LADY PROFESSIONAL Lily Ho in a black leather trenchcoat
THE LADY PROFESSIONAL (1971) is a Shaw Bros. crime drama starring Lily Ho as an assassin in contemporary Hong Kong. It opens as she performs a hit on a lowlife while riding a roller coaster at an amusement park. Her weapon is a compact/powder puff that shoots lethal darts. As she flees the park she's inadvertently captured on film by another lowlife with an instant camera whose girlfriend finds the dropped compact and recognizes Lily from the picture, leading the lowlife boyfriend to hatch a blackmail plan. We gradually come to learn that Lily's not actually a professional assassin, but is on a mission of revenge against the extortion gang that killed her father. The blackmailer pressures her to rub out a newly-released ex-con due to testify in court against a gang of smugglers fronted by a textile company whose manager is the boyfriend of Lily's close friend, Jiamei. (Yes, the film is full of convenient coincidences like that.)

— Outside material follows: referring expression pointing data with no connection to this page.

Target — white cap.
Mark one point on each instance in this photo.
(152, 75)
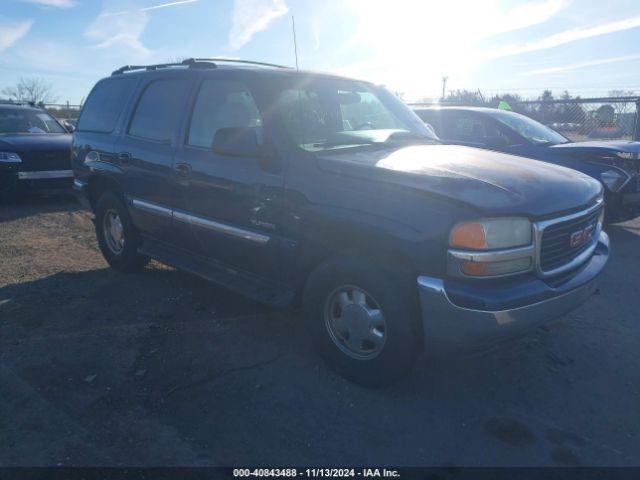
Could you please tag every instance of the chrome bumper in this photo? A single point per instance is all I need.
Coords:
(448, 326)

The ex-con (Chan Shen) is supposed to be under police protection, but the gang attacks as he's being driven from prison, leading to a rousing car chase-and-shootout sequence that leaves his entire police escort dead. He then roams quite openly on his own around Hong Kong unescorted and even goes bowling at a popular alley, making himself an easy target for Lily, whose escape from the scene is hampered when the brakes in her sports car fail, the wires having been cut by the lowlifes who recruited her so they won't have to pay her. She survives and begins a new campaign of revenge.
One inspired action scene takes place at a construction site where Lily is attacked by three thugs hired to kill her. Two of them are quite strong (one is played by Bolo Yeung, of ENTER THE DRAGON fame), and one is a knife-wielding jumper (he leaps from place to place, rather than walk). Lily's clearly outmatched, yet she miraculously prevails, disposing of two of her attackers in highly creative, if wildly implausible ways. From there, it's on to vanquish the leaders of the gang, including her friend's boyfriend, culminating in an airport hit where she's dressed as a nun!
Continuity errors abound. Her hair goes from short and wavy to long and straight in the bowling alley scene, with no indication that she'd ever put on or taken off a wig. In the construction site attack, the knife-wielder "tortures" poor Lily by cutting the buttons off her stylish leather coat, one by one. Yet when she turns up at her next stop, Jiamei's apartment, the buttons have magically reappeared.
As you may have guessed, nothing that happens is remotely believable. But at least there's enough memorable action to elevate this above the other contemporary thrillers Lily's done, most notably her two secret agent "Angel" films, ANGEL WITH THE IRON FISTS (1966) and THE ANGEL STRIKES BACK (1968), which didn't even have one decent action scene between them. (Both are also reviewed on this site.) Lily's quite a beauty here and wears a steady stream of attractive and glamorous fashions. She's also got more attitude than usual, the result of family tragedy brought on by gangsters. She's even got a sick mother to worry about. All of this gives her no time for a romantic interest, not even a sympathetic male ally. Which means there's nothing to slow the film down, making for a compact 80-minute Lily Ho vehicle that may not be as thrilling as some of her costume adventures like THE GOLDEN KNIGHT and THE JADE FACED ASSASSIN, but will please her fans nonetheless.